In her first appearance at Congressional hearings on the proposed deal on Wednesday, US Secretary of State Condoleezza Rice made a reference to the proposed Iran-Pakistan-India gas pipeline, telling the lawmakers not to forget that strengthening India’s civilian nuclear power capabilities would move New Delhi away from seeking oil and natural gas from Tehran.
Richard Lugar, a Republican senator and chairman of the Senate Foreign Relations Committee, called for ‘a thorough, bipartisan review’ of the deal in the context of non-proliferation goals, global energy requirements, environmental concerns and the US geo-strategic relationship with India.
Henry Hyde, Republican congressman and head of the House International Relations Committee, said: “The principal area of contention by far concerns the deal’s possible detrimental impact on global non-proliferation policy.
Democratic senators Joseph Biden and John Kerry said the Congress was being asked to approve the deal without having details of safeguards to be imposed on India by the International Atomic Energy Agency.
“I am uncomfortable voting to change the overall structure without seeing those safeguards,” Mr Kerry said.
Most members of the senate and house committees overseeing the deal said they were not against reaching a nuclear agreement with India but were unhappy with the administration for not keeping the Congress informed.
Normally confident, Ms Rice sometimes wilted under severe questioning but kept urging the legislators to support the deal.
She warned that America’s relationship with India could be in danger if they altered or blocked the agreement. “What would happen if this initiative was defeated or changed in a way that fundamentally alters its substance?” she asked.
“All the hostility and suspicion of the past would be redoubled,” she said, recalling Cold War tensions, when relations were ‘bedevilled’ and there was ‘structural ambivalence’ between the two nations.
The secretary, however, acknowledged that the deal did nothing to curtail India’s nuclear weapons arsenal, but reminded the lawmakers that efforts to do so in the past did not succeed.
Despite her strong appeal to endorse the deal, some Republican and Democratic lawmakers said they were concerned that cutting a deal with a country that had not joined the NPT would send wrong signal to ‘unfriendly’ nations with nuclear ambitions.

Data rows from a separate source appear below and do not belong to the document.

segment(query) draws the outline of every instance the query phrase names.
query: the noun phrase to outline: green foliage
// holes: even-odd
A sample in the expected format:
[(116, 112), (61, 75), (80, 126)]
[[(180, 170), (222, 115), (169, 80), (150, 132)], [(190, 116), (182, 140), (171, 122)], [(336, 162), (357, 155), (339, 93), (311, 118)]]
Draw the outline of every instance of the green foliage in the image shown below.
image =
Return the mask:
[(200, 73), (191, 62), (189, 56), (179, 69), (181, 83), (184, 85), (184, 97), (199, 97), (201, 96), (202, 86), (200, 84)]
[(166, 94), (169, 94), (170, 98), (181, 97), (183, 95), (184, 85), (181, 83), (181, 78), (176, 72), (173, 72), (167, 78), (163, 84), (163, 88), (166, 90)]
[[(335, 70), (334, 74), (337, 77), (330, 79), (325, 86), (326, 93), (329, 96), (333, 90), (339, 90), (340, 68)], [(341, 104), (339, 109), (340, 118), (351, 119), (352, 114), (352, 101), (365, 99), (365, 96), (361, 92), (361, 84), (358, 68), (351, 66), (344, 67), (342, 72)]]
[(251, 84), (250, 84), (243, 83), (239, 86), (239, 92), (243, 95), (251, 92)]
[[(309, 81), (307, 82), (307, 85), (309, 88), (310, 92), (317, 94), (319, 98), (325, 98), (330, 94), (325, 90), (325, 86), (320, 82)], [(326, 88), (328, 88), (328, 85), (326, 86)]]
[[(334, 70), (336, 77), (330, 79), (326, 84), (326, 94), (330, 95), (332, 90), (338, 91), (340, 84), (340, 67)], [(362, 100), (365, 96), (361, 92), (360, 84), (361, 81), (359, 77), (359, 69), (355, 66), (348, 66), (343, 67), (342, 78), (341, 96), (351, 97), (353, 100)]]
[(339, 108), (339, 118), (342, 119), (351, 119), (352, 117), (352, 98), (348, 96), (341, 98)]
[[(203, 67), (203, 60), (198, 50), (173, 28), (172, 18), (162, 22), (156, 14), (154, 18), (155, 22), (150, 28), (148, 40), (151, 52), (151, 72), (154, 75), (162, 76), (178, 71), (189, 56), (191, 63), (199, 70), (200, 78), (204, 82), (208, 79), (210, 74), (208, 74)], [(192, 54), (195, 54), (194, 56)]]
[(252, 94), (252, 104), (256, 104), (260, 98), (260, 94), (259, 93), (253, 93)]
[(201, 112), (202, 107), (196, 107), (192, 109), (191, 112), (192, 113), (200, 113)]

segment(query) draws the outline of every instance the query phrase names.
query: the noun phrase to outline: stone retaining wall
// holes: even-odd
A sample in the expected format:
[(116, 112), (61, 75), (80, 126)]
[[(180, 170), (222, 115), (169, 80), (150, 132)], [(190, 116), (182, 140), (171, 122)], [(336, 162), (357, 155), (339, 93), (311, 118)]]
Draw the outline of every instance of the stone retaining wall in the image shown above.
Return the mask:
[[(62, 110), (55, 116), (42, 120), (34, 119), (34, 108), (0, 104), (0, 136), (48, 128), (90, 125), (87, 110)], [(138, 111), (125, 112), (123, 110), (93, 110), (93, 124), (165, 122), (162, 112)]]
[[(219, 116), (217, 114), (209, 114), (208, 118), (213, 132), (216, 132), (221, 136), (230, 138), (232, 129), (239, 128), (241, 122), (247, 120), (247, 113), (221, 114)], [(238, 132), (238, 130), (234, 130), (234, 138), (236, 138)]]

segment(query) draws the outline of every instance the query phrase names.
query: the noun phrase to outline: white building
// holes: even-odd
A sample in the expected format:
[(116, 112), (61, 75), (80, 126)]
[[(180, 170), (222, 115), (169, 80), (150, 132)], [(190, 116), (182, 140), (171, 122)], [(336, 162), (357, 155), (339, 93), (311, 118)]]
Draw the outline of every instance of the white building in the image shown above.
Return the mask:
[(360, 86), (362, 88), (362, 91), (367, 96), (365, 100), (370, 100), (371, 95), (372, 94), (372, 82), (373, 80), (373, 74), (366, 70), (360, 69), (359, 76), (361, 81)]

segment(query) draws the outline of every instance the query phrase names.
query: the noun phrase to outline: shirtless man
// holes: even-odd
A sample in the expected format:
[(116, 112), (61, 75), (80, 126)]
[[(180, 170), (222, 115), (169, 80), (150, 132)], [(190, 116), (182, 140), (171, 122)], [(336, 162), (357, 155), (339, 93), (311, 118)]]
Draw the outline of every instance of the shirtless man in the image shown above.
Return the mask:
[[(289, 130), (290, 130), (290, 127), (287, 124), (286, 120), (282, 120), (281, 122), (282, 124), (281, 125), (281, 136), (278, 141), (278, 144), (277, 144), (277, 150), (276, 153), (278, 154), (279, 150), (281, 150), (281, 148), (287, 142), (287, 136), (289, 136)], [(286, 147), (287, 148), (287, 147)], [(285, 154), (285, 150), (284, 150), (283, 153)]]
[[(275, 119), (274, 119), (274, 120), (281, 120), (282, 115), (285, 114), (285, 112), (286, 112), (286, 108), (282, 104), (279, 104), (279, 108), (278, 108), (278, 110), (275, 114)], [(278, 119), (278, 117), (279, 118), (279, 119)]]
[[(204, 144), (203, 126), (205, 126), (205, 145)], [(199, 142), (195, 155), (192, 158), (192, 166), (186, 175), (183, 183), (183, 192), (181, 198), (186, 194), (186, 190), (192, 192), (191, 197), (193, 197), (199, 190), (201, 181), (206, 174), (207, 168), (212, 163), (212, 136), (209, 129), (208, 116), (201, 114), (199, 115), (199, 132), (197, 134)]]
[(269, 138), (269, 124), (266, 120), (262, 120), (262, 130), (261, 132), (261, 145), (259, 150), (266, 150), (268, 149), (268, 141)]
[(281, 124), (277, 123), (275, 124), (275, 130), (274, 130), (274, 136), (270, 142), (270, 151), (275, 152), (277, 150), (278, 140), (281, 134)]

“We must not encourage rogue states — and I know that’s not your intention and I stress that India is not a rogue state — by creating the sense that we only oppose proliferation until it succeeds, and then make our peace with the new nuclear power,” Joseph Biden, the senior Democrat on the Senate Foreign Relations Committee, told Ms Rice.
Tom Lantos, the senior Democrat on the House International Relations Committee, said he supported the deal but issued a warning to India.
“Any military cooperation with the present terrorist regime in Iran will certainly derail this deal in Congress, and I hope that will not happen,” Mr Lantos said.
“It is time for India to recognize that its interests lie with the United States and with our allies,” he said. “India’s strength, security and economic vitality will grow in direct proportion to the closeness of its association with us.”
No time has been set for a full congressional vote on the nuclear deal. But with Bush’s Republicans expected to face a tough challenge for control of both chambers of the Congress in November midterm elections, there is speculation that the final vote will be held after the election.